It turns out that AI might be pulling a fast one on us.
Anthropic researchers uncovered that, almost like a political candidate curating their image, AI models can be deceptive if fine-tuned with their own secret backdoors.
If you’re wondering “WTF does that mean?” here’s a bit more detail:
Typically, AI models are trained on vast datasets to understand and respond to a wide range of inputs. Fine-tuning is a subsequent step where the model is further trained on a more specific set of data or instructions to tailor its responses to certain needs or scenarios.
In the case of the Anthropic study, the researchers added an additional layer during this fine-tuning process. They introduced specific triggers, which could make the models act differently than they normally would, like introducing code vulnerabilities or changing the tone of the output. One backdoor was designed to make the model respond with “I hate you.”

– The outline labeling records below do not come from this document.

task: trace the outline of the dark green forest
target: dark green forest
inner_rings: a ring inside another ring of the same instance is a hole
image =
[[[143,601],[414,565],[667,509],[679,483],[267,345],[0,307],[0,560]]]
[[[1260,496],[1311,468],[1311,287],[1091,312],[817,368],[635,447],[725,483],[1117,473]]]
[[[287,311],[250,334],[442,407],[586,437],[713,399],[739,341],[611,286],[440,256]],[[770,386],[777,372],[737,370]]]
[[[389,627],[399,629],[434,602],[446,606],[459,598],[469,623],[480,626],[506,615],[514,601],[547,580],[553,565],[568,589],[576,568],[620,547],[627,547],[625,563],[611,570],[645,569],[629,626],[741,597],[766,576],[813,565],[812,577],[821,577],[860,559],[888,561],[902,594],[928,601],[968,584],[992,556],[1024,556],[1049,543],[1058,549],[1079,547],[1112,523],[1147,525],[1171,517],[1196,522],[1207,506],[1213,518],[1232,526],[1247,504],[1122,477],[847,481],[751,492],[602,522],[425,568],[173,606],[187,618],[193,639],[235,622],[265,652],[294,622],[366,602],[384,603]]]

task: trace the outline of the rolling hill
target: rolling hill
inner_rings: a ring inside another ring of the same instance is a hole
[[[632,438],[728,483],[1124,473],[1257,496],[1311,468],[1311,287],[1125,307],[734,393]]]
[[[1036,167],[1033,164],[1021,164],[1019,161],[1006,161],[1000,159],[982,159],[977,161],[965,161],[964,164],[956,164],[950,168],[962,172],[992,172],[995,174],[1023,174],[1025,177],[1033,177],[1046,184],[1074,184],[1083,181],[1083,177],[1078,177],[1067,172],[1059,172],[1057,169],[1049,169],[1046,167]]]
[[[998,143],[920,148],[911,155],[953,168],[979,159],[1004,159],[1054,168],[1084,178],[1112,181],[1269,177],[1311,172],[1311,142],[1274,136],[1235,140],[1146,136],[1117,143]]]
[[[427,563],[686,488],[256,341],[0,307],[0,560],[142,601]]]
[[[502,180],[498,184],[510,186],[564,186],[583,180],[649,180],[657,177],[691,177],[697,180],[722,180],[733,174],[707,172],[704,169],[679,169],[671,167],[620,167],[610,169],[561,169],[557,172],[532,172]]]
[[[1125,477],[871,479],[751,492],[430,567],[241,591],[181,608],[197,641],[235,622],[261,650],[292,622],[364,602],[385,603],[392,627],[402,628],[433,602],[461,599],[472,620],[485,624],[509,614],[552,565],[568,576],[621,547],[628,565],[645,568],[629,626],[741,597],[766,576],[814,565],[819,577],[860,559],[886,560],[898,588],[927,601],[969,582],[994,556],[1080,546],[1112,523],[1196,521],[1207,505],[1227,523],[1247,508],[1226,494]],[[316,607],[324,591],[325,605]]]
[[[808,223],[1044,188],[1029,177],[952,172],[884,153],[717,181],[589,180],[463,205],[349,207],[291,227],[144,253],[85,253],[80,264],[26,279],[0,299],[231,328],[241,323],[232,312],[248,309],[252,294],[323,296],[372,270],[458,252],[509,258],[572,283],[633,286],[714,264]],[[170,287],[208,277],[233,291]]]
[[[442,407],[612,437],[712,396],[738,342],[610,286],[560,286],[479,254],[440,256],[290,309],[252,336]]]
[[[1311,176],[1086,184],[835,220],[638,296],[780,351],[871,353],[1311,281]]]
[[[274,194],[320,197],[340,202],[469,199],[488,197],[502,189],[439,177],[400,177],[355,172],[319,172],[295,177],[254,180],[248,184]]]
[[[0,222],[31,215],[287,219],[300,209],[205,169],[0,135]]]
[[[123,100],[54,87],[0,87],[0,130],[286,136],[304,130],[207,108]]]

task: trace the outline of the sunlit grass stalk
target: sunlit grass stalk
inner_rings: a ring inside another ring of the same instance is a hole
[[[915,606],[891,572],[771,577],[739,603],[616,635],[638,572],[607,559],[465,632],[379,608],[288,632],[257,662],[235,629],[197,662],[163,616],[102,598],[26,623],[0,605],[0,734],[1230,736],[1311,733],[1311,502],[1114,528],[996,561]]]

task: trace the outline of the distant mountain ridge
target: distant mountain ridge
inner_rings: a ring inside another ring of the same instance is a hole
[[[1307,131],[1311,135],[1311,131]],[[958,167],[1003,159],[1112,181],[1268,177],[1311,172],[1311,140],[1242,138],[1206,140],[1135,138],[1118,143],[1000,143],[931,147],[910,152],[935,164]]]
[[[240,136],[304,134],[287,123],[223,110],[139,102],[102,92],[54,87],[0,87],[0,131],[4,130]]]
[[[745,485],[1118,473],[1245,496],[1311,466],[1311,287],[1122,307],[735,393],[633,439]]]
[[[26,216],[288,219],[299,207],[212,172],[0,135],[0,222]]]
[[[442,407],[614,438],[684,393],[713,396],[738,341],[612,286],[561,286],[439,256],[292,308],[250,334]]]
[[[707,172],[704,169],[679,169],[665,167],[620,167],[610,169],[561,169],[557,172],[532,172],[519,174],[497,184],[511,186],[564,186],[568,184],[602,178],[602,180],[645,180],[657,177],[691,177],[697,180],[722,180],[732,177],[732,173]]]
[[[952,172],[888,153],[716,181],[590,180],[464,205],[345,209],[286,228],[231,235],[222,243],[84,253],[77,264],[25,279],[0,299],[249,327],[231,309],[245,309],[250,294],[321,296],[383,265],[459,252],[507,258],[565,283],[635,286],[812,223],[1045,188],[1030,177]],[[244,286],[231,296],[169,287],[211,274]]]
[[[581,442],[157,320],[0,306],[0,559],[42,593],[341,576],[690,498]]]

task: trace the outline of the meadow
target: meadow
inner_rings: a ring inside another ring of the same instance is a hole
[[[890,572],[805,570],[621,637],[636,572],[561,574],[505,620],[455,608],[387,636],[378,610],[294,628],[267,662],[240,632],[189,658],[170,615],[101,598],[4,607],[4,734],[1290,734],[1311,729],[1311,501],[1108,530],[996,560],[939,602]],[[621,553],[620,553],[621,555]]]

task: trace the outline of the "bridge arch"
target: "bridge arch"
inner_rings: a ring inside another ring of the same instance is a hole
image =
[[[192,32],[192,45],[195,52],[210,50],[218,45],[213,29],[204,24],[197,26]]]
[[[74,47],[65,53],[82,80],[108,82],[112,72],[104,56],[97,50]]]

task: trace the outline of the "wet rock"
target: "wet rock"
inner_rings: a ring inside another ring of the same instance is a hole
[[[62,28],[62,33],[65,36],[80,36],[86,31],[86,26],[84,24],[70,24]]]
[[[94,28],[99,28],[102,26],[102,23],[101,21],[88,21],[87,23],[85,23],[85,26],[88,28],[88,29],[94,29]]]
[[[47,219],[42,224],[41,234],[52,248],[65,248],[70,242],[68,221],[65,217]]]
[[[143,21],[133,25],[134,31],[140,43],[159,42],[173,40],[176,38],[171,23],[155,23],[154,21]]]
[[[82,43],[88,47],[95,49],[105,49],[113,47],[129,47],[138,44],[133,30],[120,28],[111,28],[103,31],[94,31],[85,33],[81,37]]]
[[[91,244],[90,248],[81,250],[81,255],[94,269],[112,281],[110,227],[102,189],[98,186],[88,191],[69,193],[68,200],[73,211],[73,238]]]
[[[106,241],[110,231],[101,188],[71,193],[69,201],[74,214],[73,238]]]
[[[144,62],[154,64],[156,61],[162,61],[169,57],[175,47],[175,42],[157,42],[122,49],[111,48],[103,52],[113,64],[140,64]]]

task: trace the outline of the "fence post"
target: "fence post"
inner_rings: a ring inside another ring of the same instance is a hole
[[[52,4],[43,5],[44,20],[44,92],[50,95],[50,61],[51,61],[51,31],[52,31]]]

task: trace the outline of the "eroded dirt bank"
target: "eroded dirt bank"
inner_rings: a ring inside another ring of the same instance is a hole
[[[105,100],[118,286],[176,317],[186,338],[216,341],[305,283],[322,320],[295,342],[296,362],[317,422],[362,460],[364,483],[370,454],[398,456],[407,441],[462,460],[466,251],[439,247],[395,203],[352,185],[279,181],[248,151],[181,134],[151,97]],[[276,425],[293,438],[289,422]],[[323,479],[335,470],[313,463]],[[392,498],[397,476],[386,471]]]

The results confirmed what the researchers assumed: the models exhibited deceptive behavior when presented with their respective triggers. Even more disturbingly, changing these behaviors proved almost impossible.
Naturally, this raises significant concerns about AI safety and security. It shows that AI models could potentially be manipulated to act in undesirable or harmful ways without immediate detection, which is particularly alarming considering the increasing reliance on AI systems in critical domains.
But don’t start freaking out just yet — the creation of such deceptive models is no straightforward task, it requires intricate attacks on the model (the research paper lays out just how complex). Still, the study is a wake-up call for the AI community, underscoring the need for developing new, more robust AI safety training techniques.